= Erica Lippitz =

Erica Jan (Riki) Lippitz and Marla Rosenfeld Barugel were the first two female hazzans (also called cantors) ordained in Conservative Judaism. Their ordination was held in 1987, two years after the first woman was ordained a Conservative rabbi.

Lippitz and Barugel were ordained at the same time by the Cantors Institute of the Jewish Theological Seminary in New York City. After her ordination, Lippitz served for 34 years as cantor of Oheb Shalom in South Orange, New Jersey. She was also the director and co-founder of the Kol Dodi choir, director of Oheb Shalom's adult and children's choirs, and a member of the folk-singing group Beged Kefet, which performs nationally and has made three recordings.
She was a cofounder, with Cantor Perry Fine, of the JTS Cantorial Alumni Association's Shir Joy Choral Festival. In 2005 she sang at Carnegie Hall.

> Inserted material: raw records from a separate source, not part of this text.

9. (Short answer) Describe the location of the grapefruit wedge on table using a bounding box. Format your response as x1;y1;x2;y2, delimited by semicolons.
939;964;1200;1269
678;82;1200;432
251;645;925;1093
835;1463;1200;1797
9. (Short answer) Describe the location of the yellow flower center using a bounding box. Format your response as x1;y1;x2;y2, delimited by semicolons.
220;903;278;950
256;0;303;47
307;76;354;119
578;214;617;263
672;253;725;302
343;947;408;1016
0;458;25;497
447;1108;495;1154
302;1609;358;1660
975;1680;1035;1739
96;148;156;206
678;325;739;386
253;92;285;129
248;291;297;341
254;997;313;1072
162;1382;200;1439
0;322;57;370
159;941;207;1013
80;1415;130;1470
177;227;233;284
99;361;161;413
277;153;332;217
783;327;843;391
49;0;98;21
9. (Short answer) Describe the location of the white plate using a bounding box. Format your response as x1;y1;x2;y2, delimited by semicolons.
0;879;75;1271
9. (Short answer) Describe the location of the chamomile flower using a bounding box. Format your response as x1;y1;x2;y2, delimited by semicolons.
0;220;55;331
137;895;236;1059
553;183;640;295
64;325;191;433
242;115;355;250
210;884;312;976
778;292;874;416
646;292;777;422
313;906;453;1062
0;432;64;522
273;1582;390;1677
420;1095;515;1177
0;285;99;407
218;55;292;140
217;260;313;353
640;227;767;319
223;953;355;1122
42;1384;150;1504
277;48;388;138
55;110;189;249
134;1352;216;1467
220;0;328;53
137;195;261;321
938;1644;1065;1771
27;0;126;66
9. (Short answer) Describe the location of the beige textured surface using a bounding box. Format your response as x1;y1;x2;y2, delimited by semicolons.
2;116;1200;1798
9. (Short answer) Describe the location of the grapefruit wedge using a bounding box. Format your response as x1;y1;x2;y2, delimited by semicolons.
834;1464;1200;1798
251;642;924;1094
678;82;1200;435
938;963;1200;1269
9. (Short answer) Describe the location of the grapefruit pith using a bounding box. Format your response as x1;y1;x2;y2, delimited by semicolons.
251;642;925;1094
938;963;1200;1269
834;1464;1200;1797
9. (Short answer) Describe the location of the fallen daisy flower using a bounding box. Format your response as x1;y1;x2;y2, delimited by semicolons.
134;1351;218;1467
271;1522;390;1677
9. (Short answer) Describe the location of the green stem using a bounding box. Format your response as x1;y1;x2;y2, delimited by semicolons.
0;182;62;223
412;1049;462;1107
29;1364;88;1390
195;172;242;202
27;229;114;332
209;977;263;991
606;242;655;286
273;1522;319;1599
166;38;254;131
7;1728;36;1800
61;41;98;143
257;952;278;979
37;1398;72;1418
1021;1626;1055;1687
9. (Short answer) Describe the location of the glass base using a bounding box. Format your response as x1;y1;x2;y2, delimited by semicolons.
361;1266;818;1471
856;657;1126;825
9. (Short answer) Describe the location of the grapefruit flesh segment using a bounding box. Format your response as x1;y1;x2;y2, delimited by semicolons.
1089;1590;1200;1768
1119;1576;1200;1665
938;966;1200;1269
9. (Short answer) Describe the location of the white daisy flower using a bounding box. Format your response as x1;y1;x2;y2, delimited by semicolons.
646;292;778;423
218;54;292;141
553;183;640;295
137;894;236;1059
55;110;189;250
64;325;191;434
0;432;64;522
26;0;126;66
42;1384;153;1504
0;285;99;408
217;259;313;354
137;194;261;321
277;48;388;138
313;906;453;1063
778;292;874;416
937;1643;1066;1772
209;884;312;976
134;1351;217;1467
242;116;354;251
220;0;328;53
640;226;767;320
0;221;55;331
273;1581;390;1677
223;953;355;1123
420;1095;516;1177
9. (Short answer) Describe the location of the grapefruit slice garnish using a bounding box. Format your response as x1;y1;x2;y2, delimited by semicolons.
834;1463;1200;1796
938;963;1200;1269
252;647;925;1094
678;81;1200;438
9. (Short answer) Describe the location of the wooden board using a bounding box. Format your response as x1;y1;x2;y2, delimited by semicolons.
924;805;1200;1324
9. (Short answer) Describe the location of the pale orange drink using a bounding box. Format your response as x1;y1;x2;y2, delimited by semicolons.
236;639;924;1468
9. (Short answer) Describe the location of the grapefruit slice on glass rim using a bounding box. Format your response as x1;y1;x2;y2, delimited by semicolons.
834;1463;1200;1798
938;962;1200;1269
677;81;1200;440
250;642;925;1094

Prior to becoming a cantor, Lippitz earned a B.A. from the University of Michigan, as well as a Masters in Jewish Communal Service from Brandeis University. She had also served as the director of Loyola University Chicago's Hillel. When she entered the Seminary, she did not believe graduating as a Hazzan would be possible. By the time she graduated, she was one of eleven accomplished women in the program, all of whom went on to serve congregations of note.

Cantor Lippitz was recognized numerous times by the Cantors Assembly of the Conservative movement, receiving the Yehudah Mandel Humanitarian Award (2013), the Hazzan Moshe Nathanson Award for Conducting (2018), and the Yuval Award (2018).